Florian Herrmann ist anders als sein Namensvetter eigentlich ein guter Fassanstecher. Zumindest vor sechs Jahren hat er die Bewährungsprobe mit Bravour überstanden. Und dieses Mal? Herrmann macht sich die Hände nicht schmutzig. Stefan Scheller, der Kürnacher CSU-Ortsverbandsvorsitzende, übernimmt. Der Hahn sitzt, O'zapft is. "Er hat ja auch drei Wochen lang mit einem 30- Liter-Fass geübt", kommentiert CSU-Kreisvorsitzender Thomas Eberth.
Damit ist der Abend in trockenen Tüchern. Auf der Bühne beginnt das Gedränge um den schönsten Platz fürs Gruppenfoto, es wird geprostet und hoffentlich gleich g'scheit gefrotzelt. Das erwarten die gut 1000 Gäste in der Höllberghalle. Dafür sind sie extra mit Bussen angereist, dafür fahren sie seit Jahren nach Kürnach - und eben nicht zum Politischen Aschermittwoch nach Passau.
Und noch etwas zieht viele in den "Tempel der schwarzen Brüderlichkeit". Wenn es dunkel wird in der Halle, das dritte Starkbier seine Wirkung entfaltet und aus den Lautsprechern "Conquest of Paradise" und ausnahmsweise nicht die Körnier Dorfmusik zu hören ist, zieht Quirinius von Quirnaha ein.

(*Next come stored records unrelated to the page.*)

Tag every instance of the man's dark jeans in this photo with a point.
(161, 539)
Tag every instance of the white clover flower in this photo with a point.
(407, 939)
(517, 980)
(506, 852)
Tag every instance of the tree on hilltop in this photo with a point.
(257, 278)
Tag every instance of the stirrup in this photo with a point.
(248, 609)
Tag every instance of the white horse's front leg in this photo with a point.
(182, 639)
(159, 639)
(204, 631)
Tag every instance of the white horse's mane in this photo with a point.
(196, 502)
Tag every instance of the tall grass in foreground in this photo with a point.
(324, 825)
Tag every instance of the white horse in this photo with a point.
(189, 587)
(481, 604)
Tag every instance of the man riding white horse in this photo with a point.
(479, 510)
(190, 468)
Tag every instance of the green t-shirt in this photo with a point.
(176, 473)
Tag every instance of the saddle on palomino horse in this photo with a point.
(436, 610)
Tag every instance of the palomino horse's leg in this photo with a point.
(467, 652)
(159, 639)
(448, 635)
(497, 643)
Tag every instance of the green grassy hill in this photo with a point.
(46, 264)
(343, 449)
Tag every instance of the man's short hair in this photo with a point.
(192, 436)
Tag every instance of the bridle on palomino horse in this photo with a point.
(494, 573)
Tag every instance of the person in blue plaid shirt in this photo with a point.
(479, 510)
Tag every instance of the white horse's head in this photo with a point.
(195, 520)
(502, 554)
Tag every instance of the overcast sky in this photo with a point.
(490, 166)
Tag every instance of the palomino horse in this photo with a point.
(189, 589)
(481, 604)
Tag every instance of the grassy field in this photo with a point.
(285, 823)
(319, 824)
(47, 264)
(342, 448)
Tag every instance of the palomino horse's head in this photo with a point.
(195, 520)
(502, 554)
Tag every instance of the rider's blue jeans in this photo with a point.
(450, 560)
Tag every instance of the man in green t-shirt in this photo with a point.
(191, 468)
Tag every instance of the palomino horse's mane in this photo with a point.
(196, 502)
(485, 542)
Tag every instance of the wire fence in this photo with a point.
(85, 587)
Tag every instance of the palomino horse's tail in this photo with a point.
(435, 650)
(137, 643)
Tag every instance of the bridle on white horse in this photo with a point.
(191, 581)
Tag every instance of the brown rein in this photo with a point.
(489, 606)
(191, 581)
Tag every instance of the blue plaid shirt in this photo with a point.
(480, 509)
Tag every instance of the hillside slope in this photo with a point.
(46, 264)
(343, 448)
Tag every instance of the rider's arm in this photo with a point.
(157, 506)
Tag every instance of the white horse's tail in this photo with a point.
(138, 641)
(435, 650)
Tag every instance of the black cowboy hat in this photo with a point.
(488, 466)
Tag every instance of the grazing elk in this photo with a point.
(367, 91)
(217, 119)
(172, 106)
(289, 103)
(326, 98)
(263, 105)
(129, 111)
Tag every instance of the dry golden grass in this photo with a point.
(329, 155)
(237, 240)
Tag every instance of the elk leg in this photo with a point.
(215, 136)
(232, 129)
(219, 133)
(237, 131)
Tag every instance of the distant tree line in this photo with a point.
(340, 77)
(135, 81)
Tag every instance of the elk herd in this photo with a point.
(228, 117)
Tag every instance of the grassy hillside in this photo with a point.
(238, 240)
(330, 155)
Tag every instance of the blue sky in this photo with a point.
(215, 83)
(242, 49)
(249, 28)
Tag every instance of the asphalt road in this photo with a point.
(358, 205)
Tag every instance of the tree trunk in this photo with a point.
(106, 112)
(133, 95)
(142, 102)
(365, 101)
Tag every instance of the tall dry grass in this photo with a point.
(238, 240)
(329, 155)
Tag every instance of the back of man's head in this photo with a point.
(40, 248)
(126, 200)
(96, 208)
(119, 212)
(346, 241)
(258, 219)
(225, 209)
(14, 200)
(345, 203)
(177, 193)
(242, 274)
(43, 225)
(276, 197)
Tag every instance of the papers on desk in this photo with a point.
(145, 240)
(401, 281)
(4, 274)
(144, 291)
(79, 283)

Im Gewand eines Statthalters, begleitet von ehrfürchtigen Mönchen, erhebt Manfred Ländner als Landtagsabgeordneter im Ruhestand den Zeigefinger. Florian Herrmann ist da schon wieder auf dem Heimweg.
CSU-Frauenpower zum Frauentag
Ländner ist bekannt für seine direkte Art, nicht nur in der Rolle des Quirinius. So dauert es nicht lange, da kommt er auf den Familienstreit in der CSU-Stadt und Land zu sprechen. Weil es zwischen beiden Kreisverbänden im Vorfeld der Bundestagswahl intensive Diskussionen um die Kandidatenfrage gab, "hat der Zusammenhalt gewackelt", gesteht Quirinius ein. "Doch als es im Wahlkampf darauf angekommen ist, standen wir zusammen."
Auffällig oft werden am Tag vor dem Internationalen Frauentag die vielen Frauen in der Würzburger CSU hervorgehoben. Qurinius spricht von "Frauenpower", Florian Herrmann gar von der "weiblichen Kompetenz neben starken Männern. Da braucht uns niemand was vorzumachen". Eifrig zählt er ihre Namen auf: Andrea Behr, Rosa Behon, Hülya Düber, Judith Roth-Jörg, Karoline Ruf.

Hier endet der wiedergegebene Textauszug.